Relembre "Roda viva", peça revolucionária que rendeu agressões e ameaças de morte ao elenco

Primeiro espetáculo teatral escrito por Chico Buarque, montagem teve Marília Pêra agredida em São Paulo e atriz sequestrada na temporada de Porto Alegre

Zé Celso na remontagem de 'Roda viva', no RioZé Celso na remontagem de 'Roda viva', no Rio - Foto: Alexandre Cassiano

José Celso Martinez Corrêa, morto nesta quinta-feira (6), aos 86 anos, marcou seu nome na história do teatro brasileiro a partir do final da década de 1950, com a fundação do Teatro Oficina, em 1958; a montagem de "O Rei da Vela" em 1967, adaptação do clássico modernista de mesmo nome escrito em Oswald de Andrade (1890-1954) em 1933; e por “Roda viva”, primeiro texto teatral de Chico Buarque, encenado em 1968, poucos meses antes do Ato Institucional Nº 5 (AI-5), que inauguraria o período mais violento da repressão da ditadura militar.
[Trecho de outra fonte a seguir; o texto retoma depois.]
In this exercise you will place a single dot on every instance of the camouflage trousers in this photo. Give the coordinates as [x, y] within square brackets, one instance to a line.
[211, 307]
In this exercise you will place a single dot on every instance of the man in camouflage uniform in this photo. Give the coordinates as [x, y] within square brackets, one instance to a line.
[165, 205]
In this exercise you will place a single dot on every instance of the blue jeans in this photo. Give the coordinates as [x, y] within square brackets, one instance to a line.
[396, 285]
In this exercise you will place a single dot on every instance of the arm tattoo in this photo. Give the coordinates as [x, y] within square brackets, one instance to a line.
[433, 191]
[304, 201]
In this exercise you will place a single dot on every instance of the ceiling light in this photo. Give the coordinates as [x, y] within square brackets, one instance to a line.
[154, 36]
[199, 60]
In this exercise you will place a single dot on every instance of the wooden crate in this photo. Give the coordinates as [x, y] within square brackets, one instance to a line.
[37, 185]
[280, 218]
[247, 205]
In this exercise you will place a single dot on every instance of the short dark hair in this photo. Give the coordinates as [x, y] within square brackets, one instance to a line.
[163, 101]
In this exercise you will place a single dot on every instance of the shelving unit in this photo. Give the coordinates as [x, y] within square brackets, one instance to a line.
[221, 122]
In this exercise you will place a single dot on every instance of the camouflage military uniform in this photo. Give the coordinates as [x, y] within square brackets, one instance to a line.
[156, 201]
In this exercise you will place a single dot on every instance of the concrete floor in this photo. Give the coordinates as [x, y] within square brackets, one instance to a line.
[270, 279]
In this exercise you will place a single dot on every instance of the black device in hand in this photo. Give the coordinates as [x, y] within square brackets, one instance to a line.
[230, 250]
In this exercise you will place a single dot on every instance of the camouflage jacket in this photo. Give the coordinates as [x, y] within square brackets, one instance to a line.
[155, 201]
Com “Roda viva”, o diretor e dramaturgo — que morreu após ser internado no Hospital das Clínicas, em São Paulo, com queimaduras em 53% do corpo, causadas por um incêndio em seu apartamento — criou um dos maiores símbolos da luta contra a censura e pela liberdade de expressão. A comédia em dois atos fazia uma crítica à sociedade de consumo e a instituições tradicionais, como a família e a propriedade.

Além do conteúdo, o encenador inovou na forma, em uma abordagem brechtiana de romper o realismo da interpretação e envolver o espectador na cena, muitas vezes de forma radical: em um momento em que o elenco devorava um fígado de boi cru, o público da primeira fila invariavelmente era salpicado de sangue. A forma como os atores se dirigiam à plateia, por vezes com insultos e provocações, levou o crítico Anatol Rosenfeld a cunhar a expressão "teatro agressivo" para este tipo de montagem.
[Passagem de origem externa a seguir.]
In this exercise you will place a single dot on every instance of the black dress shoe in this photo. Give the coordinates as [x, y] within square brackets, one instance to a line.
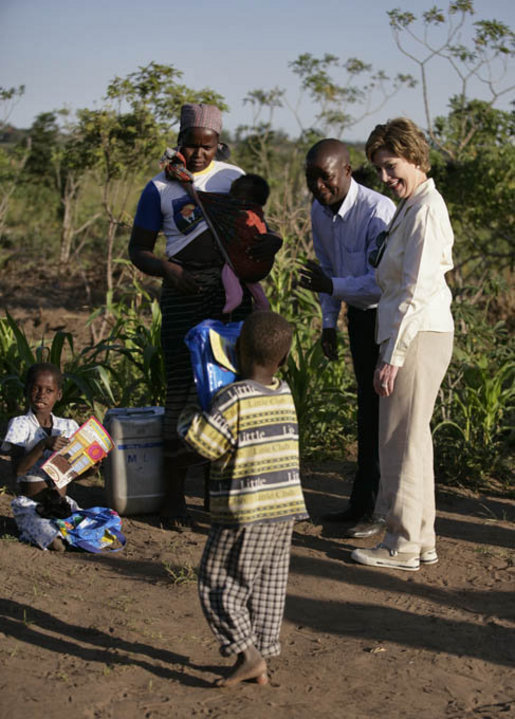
[348, 515]
[366, 528]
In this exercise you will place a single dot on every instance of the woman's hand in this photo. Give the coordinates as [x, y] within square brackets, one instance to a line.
[329, 343]
[313, 278]
[267, 247]
[181, 279]
[384, 378]
[55, 443]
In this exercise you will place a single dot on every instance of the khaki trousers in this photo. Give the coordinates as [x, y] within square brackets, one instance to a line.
[406, 492]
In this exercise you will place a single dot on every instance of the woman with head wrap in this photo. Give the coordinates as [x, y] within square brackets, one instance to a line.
[192, 288]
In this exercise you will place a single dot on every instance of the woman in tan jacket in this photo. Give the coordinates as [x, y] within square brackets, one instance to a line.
[415, 334]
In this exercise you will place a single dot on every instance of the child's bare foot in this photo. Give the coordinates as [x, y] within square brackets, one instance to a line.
[249, 665]
[57, 545]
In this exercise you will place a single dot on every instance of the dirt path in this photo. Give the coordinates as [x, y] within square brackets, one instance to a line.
[122, 636]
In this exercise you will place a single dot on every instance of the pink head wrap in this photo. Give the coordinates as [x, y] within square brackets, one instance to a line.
[207, 116]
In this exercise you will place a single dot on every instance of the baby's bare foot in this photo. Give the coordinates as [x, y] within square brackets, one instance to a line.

Para além da incompreensão por parte da crítica, o espetáculo enfrentou uma questão mais grave no decorrer da temporada: invasão de teatro e agressão aos atores. No Teatro Princesa Isabel, no Rio, onde a peça estreou, grupos conservadores destróem o cenário e agridem os artistas. Em julho, já em São Paulo, o Comando de Caça aos Comunistas (CCC) invade o Teatro Ruth Escobar, destruindo poltronas, camarins e agredindo atores, entre eles, Marília Pêra, que substituía Marieta Severo na temporada paulista.
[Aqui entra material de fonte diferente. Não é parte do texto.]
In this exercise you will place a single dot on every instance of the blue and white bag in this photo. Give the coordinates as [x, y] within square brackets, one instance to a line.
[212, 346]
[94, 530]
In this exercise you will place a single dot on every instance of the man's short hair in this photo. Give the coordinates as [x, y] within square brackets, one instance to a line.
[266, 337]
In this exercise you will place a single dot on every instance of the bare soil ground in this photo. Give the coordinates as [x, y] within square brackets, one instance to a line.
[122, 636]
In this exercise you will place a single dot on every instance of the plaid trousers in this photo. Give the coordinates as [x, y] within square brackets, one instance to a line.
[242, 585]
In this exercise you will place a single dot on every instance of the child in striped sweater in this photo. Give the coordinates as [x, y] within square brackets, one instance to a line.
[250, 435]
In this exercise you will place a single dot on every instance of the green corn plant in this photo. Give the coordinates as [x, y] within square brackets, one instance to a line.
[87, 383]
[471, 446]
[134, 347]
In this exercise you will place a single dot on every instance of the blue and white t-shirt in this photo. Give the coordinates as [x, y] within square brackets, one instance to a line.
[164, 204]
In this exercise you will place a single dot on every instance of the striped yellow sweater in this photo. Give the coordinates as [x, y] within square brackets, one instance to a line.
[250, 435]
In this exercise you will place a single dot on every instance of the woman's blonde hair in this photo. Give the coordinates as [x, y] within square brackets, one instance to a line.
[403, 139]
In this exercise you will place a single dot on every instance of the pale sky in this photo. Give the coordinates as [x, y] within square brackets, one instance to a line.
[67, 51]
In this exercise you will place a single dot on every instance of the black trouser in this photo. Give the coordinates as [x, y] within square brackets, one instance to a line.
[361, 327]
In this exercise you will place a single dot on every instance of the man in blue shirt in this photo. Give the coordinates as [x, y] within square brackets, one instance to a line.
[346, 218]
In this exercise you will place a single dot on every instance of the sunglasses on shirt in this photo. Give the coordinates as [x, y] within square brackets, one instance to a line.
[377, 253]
Em outubro, quando a peça chegou a Porto Alegre, a agressão foi pior, com cerca de 200 pessoas perseguindo e espancando equipe e elenco após a noite de estreia. Fugindo dos agressores, a atriz Elizabeth Gasper (que substituiu Marília Pêra) e o músico Zelão, seu marido, foram sequestrados e levados a um local ermo, onde foram ameaçados de morte. Obrigados a voltar a pé para a capital gaúcha, o casal encontrou o Teatro Leopoldina com a fachada toda pichada com palavras de ordem contra a "pornografia" e a "subversão". A montagem foi interrompida e, em seguida, censurada pelo regime militar. Cinquenta anos depois, o Oficina remontou o espetáculo em São Paulo (2018) e no Rio (2019), em versão atualizada.

Zé Celso morreu após ser internado no Hospital das Clínicas, em São Paulo, na manhã de terça-feira (4), com queimaduras em 53% do corpo, causadas por um incêndio em seu apartamento no bairro do Paraíso, Zona Sul da capital paulista, causado por uma falha no aquecedor da residência. Ele foi encaminhado para a Unidade de Tratamento Intensivo (UTI), onde foi entubado, mas não resistiu.